JOAN E. ALESSI
Descansos: The Sacred Landscapes of New Mexico El Sacro Paisaje de Nuevo Mexico

While just one glance at these vibrant images will compel most casual book browsers to engage this work in greater depth, the accompanying essay provides an informative, well-written narrative that explains the origin and folkloric tradition of roadside memorials. These religious markers, we learn from Dr. Sylvia Grider’s incisive essay, are not in themselves unique to the southwestern United States. Rather, they are a universal phenomenon with a long and curious history. The term descanso (literally translated as “resting place”) however, may have indeed originated among the Spanish-speaking vecinos of New Mexico.

Art Gumez, National Park Service, Supervisory Historian
Coauthor: New Mexico: Images of a Land and Its People

“My interest in photographing descansos is rooted in their cultural and religious significance. However, I found an increasing curiosity in the descanso as an artform. The expression of the art takes its form in a diverse display of carvings, paintings, sculpture, iron-work, floral design, and full mixed media displays. This provided intricate and rich subjects from which to choose. The descansos contained in this book are a reflection of both the emotion and dedication of the devotees, as they mourn the passing and celebrate the life of the beloved.”

Joan Alessi was born in New York City in 1954. As a naturalist, she has traveled worldwide photographing landscapes, architecture, and many other topics. In the mid 1980’s she was a staff photographer at Longwood Gardens, and has won acclaim at the annual Chadds Ford Art Show, and the Chester County Art Association in Pennsylvania. She relocated to Santa Fe, New Mexico in 1997, and has done photographic projects for the Georgia O’Keeffe Museum, the Museum of Indian Arts and Crafts, and the Wheelwright Museum of the American Indian.

Dr. Sylvia Ann Grider recently retired after nearly 30 years at Texas A&M University. A folklorist and cultural historian, she taught courses in cultural anthropology, Texas cultural history, material culture, and professional ethics.

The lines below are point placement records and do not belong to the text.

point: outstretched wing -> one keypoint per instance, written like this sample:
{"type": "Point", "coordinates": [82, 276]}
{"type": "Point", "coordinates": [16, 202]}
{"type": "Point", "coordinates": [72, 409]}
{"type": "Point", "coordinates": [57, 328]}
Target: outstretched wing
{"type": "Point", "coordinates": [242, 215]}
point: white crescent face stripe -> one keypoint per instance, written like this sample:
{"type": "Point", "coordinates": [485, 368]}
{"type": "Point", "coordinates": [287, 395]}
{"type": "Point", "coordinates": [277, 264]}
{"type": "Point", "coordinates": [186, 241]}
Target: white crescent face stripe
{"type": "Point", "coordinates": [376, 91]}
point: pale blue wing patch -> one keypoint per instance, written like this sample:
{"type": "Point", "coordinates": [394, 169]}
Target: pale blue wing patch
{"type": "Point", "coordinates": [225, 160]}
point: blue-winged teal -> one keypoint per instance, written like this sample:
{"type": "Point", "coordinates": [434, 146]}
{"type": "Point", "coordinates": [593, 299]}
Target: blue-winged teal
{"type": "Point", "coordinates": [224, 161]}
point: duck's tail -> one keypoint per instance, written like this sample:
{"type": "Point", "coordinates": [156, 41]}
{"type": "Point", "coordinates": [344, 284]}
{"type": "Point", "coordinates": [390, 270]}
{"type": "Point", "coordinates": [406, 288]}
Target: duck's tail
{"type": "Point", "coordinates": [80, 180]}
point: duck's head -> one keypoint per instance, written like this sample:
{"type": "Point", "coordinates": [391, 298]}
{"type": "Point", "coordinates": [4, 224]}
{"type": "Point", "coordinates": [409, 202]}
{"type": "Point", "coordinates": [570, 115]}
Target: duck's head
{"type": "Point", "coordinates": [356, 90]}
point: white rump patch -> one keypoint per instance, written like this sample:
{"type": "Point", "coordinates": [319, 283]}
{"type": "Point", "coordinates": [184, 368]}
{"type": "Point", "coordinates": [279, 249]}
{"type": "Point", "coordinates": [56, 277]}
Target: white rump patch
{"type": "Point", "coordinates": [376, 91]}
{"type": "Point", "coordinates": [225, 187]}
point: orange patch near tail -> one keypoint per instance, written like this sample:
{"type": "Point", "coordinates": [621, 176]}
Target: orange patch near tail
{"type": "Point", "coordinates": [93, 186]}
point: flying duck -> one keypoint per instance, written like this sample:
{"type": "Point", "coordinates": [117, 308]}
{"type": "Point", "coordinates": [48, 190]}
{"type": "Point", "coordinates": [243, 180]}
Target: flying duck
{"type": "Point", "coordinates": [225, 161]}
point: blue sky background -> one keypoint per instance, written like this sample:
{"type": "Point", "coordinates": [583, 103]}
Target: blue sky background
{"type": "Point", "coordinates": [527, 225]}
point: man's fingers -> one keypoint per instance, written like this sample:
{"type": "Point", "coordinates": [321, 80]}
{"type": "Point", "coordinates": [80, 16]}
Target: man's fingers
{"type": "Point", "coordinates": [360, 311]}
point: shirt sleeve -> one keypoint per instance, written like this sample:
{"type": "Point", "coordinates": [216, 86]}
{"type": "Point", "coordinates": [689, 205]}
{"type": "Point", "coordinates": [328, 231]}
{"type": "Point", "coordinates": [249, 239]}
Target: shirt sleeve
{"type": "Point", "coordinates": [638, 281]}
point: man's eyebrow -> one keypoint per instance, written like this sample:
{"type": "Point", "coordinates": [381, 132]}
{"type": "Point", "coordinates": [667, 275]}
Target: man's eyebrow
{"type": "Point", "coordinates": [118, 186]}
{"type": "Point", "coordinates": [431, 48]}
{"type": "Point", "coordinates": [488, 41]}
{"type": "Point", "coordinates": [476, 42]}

After the fatal collapse of the student-built Aggie Bonfire in 1999, she became Director of the Bonfire Memorabilia Project, an initiative to collect, preserve, and archive the artifacts from the spontaneous shrine which developed at the bonfire site in memory of the twelve students who were killed in the collapse. That work led to her current research into the phenomenon of roadside crosses, or descansos, as they are known in New Mexico.